Against a Baylor defense known for its toughness and tenacity, Blackwell did her usual damage. She poured in 20 points and recorded her sixth double-double of the season with 16 rebounds.
"She loves games like this," Pingeton said. "This is what it's all about. She just loves to compete. I thought she just competed at a very high level for us tonight."
Blackwell got more comfortable as the game went on, finding ways to cut through the Baylor's defense on drives and to score in the mid-range as well.
In the biggest stage of the season so far, Missouri's best player was just that.
Blackwell showcased how her name should be discussed when talking about some of the best in the nation, beyond just the best of the SEC.
When Blackwell fouled out with 3:56 left in the game, it took away the primary offensive option for Missouri — and its best rebounder. That was a key in Baylor's dozen straight points that allowed the Bears to get firm control of the game.
That foul-out led to a three-point play for Baylor, but Pingeton knew what hurt MU more.

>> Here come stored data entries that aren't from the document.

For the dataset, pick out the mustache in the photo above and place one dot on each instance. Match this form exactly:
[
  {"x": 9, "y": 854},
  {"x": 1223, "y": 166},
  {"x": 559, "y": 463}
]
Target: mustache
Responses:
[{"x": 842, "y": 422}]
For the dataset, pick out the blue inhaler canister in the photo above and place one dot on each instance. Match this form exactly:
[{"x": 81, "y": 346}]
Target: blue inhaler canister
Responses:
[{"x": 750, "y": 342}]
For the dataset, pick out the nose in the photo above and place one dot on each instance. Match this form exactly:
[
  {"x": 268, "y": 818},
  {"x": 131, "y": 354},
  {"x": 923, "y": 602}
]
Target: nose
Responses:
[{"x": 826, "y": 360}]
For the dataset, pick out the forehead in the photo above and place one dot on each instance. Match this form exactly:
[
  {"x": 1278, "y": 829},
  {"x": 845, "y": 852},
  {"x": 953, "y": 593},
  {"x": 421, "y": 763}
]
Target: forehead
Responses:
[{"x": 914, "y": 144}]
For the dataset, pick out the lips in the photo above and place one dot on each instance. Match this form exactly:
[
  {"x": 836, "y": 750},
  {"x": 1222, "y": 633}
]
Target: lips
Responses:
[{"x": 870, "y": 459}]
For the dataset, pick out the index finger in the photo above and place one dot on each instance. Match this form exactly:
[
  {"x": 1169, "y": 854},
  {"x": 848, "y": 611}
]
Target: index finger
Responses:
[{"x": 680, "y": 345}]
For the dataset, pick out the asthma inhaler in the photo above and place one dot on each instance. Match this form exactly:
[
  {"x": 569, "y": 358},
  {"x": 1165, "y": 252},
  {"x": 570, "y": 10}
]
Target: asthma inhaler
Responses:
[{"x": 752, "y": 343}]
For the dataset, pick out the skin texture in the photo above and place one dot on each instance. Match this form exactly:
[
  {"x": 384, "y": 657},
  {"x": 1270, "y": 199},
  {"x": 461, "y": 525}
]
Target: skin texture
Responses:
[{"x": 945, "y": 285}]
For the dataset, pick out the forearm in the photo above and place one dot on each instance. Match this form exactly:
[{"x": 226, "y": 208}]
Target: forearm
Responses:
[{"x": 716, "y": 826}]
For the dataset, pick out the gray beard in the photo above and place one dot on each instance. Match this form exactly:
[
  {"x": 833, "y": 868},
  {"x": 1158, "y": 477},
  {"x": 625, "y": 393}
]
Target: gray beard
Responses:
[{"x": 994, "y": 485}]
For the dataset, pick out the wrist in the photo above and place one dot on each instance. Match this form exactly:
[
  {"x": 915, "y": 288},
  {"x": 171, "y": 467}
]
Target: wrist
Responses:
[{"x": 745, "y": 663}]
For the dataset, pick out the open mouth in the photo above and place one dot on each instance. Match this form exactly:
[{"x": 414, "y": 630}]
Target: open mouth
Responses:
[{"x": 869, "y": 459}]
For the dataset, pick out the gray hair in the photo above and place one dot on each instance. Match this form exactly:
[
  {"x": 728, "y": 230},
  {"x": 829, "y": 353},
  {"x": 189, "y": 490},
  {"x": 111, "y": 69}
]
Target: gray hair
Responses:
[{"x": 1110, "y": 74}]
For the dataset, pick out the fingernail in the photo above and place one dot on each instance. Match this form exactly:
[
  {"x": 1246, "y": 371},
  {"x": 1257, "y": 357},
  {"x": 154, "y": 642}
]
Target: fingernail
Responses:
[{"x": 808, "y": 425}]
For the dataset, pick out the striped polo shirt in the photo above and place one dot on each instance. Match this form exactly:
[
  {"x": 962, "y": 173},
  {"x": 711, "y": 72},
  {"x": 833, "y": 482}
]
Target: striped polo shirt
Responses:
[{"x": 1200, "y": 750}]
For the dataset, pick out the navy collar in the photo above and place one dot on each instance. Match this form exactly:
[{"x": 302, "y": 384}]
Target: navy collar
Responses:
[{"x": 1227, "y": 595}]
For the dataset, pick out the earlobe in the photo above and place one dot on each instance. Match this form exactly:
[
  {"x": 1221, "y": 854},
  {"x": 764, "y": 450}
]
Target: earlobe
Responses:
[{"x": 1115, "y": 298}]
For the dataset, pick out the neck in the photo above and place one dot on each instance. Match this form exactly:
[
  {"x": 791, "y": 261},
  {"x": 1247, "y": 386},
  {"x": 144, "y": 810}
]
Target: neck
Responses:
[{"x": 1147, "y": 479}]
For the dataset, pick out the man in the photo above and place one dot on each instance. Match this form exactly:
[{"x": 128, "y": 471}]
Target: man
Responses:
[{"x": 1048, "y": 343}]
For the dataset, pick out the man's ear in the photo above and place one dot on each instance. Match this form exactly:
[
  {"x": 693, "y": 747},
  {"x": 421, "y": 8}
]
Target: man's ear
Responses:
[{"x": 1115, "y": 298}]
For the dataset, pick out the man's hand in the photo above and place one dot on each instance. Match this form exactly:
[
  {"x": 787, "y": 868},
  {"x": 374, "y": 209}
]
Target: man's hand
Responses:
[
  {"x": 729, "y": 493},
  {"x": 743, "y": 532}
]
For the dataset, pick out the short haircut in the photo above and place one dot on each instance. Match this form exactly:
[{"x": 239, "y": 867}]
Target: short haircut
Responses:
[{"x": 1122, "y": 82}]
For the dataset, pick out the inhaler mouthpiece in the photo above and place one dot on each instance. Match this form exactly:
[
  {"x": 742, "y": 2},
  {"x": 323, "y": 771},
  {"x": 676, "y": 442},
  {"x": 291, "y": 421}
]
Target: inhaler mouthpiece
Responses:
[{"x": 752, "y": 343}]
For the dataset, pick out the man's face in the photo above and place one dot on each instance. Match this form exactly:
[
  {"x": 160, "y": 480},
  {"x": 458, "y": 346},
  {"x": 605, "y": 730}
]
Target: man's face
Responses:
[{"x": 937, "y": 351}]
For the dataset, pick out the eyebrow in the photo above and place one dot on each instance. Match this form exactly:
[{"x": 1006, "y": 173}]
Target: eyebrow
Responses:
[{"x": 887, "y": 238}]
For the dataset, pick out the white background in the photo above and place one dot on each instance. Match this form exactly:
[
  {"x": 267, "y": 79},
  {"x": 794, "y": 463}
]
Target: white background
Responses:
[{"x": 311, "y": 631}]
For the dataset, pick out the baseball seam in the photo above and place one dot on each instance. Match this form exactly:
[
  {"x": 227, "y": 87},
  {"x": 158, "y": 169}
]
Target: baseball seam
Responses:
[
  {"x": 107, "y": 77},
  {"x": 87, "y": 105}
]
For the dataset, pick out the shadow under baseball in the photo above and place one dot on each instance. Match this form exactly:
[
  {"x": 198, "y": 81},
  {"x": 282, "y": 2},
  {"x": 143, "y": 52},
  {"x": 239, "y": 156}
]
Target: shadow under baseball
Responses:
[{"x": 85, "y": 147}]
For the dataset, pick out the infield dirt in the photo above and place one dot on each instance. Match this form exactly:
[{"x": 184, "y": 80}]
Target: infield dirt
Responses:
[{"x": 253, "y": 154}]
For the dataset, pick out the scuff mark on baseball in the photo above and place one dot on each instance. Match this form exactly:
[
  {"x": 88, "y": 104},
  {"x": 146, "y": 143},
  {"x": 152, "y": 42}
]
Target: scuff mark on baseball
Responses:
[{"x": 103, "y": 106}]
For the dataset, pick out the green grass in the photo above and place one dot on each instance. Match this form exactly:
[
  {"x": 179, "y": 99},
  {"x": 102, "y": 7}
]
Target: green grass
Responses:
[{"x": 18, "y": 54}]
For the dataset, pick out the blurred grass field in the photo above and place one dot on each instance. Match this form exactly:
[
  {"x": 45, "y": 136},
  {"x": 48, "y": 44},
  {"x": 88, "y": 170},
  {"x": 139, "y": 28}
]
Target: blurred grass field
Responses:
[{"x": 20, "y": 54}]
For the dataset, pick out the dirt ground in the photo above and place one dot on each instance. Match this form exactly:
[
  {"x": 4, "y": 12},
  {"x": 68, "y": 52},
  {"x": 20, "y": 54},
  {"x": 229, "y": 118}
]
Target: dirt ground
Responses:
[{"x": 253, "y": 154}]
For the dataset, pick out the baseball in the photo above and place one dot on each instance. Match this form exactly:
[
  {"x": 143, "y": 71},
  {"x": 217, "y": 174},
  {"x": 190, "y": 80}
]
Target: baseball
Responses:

"She just plays with so much passion and grittiness," Pingeton said. "I know Aijha emptied her tank for us tonight. She kept us in that first half when we just couldn't get anything going."
MU post presence matched Baylor
The Bears boast some of the best post play in the nation, highlighted by preseason All-American NaLyssa Smith.
But the Tigers went toe-to-toe.
Blackwell battled with Smith for the entire night, while Sara-Rose Smith and LaDazhia Williams backed Blackwell up with clutch boards, too.
Williams sank a clutch floater that brought Missouri within striking distance of tying the game at the buzzer.
The Tigers outplayed the Bears in rebounds and points in the paint; Missouri out-rebounded Baylor 38-35 and outscored the Bears 30-28 inside.
It was a sign Missouri is skilled all across the court.
"In that second half, we just got a lot more aggressive, a lot more physical," Pingeton said.
Sure, Blackwell can play both in the front- and back-court, but having Frank and Williams play tough in the post; Izzy Higginbottom, Troup and Mama Dembele play successfully around the perimeter; and Sara-Rose Smith bringing a versatile presence who can play in both is a luxury not many teams have.
The final blow for the Tigers on Saturday was how Missouri's post players got into foul trouble. That won't be the case every game.